Quoting slix <notnorwegian at yahoo.se>:

> Recursion is awesome for writing some functions, like searching trees
> etc but wow how can it be THAT much slower for computing fibonacci-
> numbers?

The problem is not with 'recursion' itself, but with the algorithm: 


> def fibr(nbr):
>     if nbr > 1:
>         return fibr(nbr-1) + fibr(nbr-2)
>     if nbr == 1:
>         return 1
>     if nbr == 0:
>         return 0

If you trace, say, fibr(5), you'll find that your code needs to compute fibr(4)
and fibr(3), and to compute fibr(4), it needs to compute fibr(3) and fibr(2). As
you can see, fibr(3), and it whole subtree, is computed twice. That is enough to
make it an exponential algorithm, and thus, untractable. Luckily, the iterative
form is pretty readable and efficient. If you must insist on recursion (say,
perhaps the problem you are solving cannot be solved iteratively with ease), I'd
suggest you to take a look at 'dynamic programming', or (easier but not
necesarily better), the 'memoize' disgn pattern.


> is the recursive definition counting fib 1 to fib x-1 for every x? 

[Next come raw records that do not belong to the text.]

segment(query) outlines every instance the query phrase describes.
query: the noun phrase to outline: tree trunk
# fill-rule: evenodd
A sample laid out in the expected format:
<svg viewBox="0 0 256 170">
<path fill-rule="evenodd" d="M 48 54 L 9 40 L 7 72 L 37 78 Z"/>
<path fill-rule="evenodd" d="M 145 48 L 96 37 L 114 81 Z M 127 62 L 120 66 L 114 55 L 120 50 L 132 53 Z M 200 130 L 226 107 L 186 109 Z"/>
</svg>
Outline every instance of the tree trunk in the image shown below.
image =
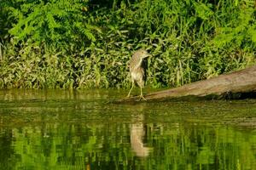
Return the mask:
<svg viewBox="0 0 256 170">
<path fill-rule="evenodd" d="M 207 80 L 195 82 L 145 95 L 147 100 L 167 100 L 181 97 L 247 98 L 255 97 L 256 65 Z M 138 96 L 117 102 L 136 101 Z"/>
</svg>

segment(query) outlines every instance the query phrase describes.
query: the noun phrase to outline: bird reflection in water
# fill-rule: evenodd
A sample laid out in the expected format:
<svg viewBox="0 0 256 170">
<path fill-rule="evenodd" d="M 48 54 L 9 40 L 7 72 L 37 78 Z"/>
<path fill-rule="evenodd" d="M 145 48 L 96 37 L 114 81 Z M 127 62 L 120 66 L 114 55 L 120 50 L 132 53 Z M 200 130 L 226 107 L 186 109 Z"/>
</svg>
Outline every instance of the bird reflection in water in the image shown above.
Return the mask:
<svg viewBox="0 0 256 170">
<path fill-rule="evenodd" d="M 145 131 L 143 128 L 143 116 L 140 115 L 137 121 L 138 122 L 133 123 L 131 128 L 131 145 L 132 150 L 136 153 L 138 157 L 146 157 L 149 155 L 151 148 L 145 147 L 143 144 L 143 137 Z"/>
</svg>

Yes - that's what the algorithm says. (Well, actually, the algorithm says to
count more than once, hence the exponential behaviour). The memoize patter could
help in this case.

> is
> that what lazy evaluation in functional languages avoids thus making
> recursive versions much faster?

Not exactly... Functional languages are (or should be) optimized for recursion,
but if the algorithm you write is still exponential, it will still take a long time.

> is recursive fibonacci in haskell as fast as an imperative solution in
> a procedural language? 
> [...]
> i found a version in Clojure that is superfast:

I've seen the haskell implementation (quite impressive). I don't know Clojure
(is it a dialect of Lisp?), but that code seems similar to the haskell one. If
you look closely, there is no recursion on that code (no function calls). The
haskell code works by defining a list "fib" as "the list that starts with 0,1,
and from there, each element is the sum of the element on 'fib' plus the element
on 'tail fib'). The lazy evaluation there means that you can define a list based
on itself, but there is no recursive function call.

Cheers,

(I'm sleepy... I hope I made some sense)

-- 
Luis Zarrabeitia
Facultad de Matemática y Computación, UH
http://profesores.matcom.uh.cu/~kyrie